Ademokun et al, 2011 method

The ademokun2011 method of DefineClones is directly from [AWM+11]. The distance metric is a minimum edit distance normalized to the length of the shorter sequence up to a maximum of 1 in 5 (or a total of 10) mismatches or indels. Distance is set to 1 for sequences with more than the maximum number of mismatches or sequences with different V-gene families. This metric is then used to do complete linkage hierarchical clustering. The resulting dendrogram is trimmed at 0.25.

[AWM+11]Alexander Ademokun, Yu-Chang Wu, Victoria Martin, Rajive Mitra, Ulrich Sack, Helen Baxendale, David Kipling, and Deborah K Dunn-Walters. Vaccination-induced changes in human B-cell repertoire and pneumococcal IgM and IgA antibody at different ages. Aging cell, 10(6):922–30, December 2011. URL:, doi:10.1111/j.1474-9726.2011.00732.x.
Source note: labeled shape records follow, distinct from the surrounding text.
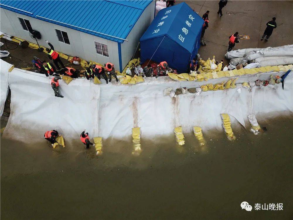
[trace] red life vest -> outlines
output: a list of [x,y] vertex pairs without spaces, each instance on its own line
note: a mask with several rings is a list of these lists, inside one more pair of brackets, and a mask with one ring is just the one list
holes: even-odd
[[99,73],[100,73],[102,72],[102,68],[103,67],[100,66],[99,66],[98,65],[96,65],[96,66],[95,66],[95,68],[93,68],[93,70],[94,71],[95,69],[97,69],[99,70]]
[[205,20],[205,22],[203,23],[203,24],[202,25],[202,27],[205,27],[206,26],[206,24],[205,24],[205,22],[206,21],[208,23],[209,22],[209,21],[208,20]]
[[81,135],[80,135],[80,140],[81,141],[81,142],[84,144],[85,144],[86,143],[86,140],[89,140],[90,139],[90,138],[88,135],[85,134],[84,135],[85,135],[86,136],[84,138],[82,137],[82,136],[81,136]]
[[53,77],[53,78],[52,78],[52,79],[51,79],[51,82],[50,84],[51,84],[52,85],[52,83],[54,83],[55,84],[55,85],[56,85],[56,87],[58,87],[58,86],[59,86],[59,82],[58,82],[58,80],[57,81],[57,82],[55,82],[55,81],[54,81],[54,77]]
[[72,76],[73,75],[70,72],[70,70],[73,70],[73,71],[75,71],[75,69],[74,68],[71,68],[70,67],[66,67],[65,68],[67,69],[67,70],[65,71],[65,73],[69,76]]
[[50,52],[48,53],[48,54],[51,56],[52,59],[53,60],[56,60],[58,57],[58,53],[55,50],[51,50]]
[[[110,64],[111,65],[111,67],[110,69],[109,69],[108,68],[108,64]],[[105,67],[106,67],[106,69],[107,70],[107,71],[108,72],[110,72],[112,70],[113,68],[114,67],[114,65],[113,63],[107,63],[105,65]]]
[[231,43],[234,43],[235,42],[235,39],[236,38],[236,37],[234,37],[234,35],[232,35],[231,36],[231,37],[230,38],[230,42],[231,42]]
[[46,131],[44,135],[44,136],[45,137],[45,138],[51,138],[52,137],[52,135],[51,134],[52,132],[53,132],[52,131]]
[CCWGaeta10]Zhiliang Chen, Andrew M Collins, Yan Wang, and Bruno a Gaëta. Clustering-based identification of clonally-related immunoglobulin gene sequence sets. Immunome research, 6 Suppl 1(Suppl 1):S4, January 2010. URL:, doi:10.1186/1745-7580-6-S1-S4.
[CDiNiroVanderHeiden+16](1, 2) Ang Cui, Roberto Di Niro, Jason A. Vander Heiden, Adrian W. Briggs, Kris Adams, Tamara Gilbert, Kevin C. O’Connor, Francois Vigneault, Mark J. Shlomchik, and Steven H. Kleinstein. A Model of Somatic Hypermutation Targeting in Mice Based on High-Throughput Ig Sequencing Data. The Journal of Immunology, 197(9):3566–3574, nov 2016. URL:, doi:10.4049/jimmunol.1502263.
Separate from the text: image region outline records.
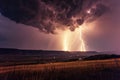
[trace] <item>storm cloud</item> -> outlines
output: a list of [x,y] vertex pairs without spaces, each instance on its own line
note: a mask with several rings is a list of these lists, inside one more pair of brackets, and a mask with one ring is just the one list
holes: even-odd
[[107,10],[101,0],[0,0],[2,15],[53,34],[56,29],[74,31],[79,25],[96,20]]

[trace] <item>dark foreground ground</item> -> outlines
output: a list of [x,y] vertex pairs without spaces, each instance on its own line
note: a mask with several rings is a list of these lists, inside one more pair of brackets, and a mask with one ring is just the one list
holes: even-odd
[[120,80],[120,59],[0,67],[0,80]]

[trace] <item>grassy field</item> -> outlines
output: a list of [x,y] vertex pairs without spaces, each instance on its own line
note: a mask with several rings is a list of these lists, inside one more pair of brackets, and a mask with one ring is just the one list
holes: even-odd
[[1,66],[0,80],[120,80],[120,59]]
[YVanderHeidenU+13](1, 2) Gur Yaari, Jason A Vander Heiden, Mohamed Uduman, Daniel Gadala-Maria, Namita Gupta, Joel N H Stern, Kevin C O’Connor, David A Hafler, Uri Laserson, Francois Vigneault, and Steven H Kleinstein. Models of somatic hypermutation targeting and substitution based on synonymous mutations from high-throughput immunoglobulin sequencing data. Frontiers in immunology, 4:358, January 2013. URL:, doi:10.3389/fimmu.2013.00358.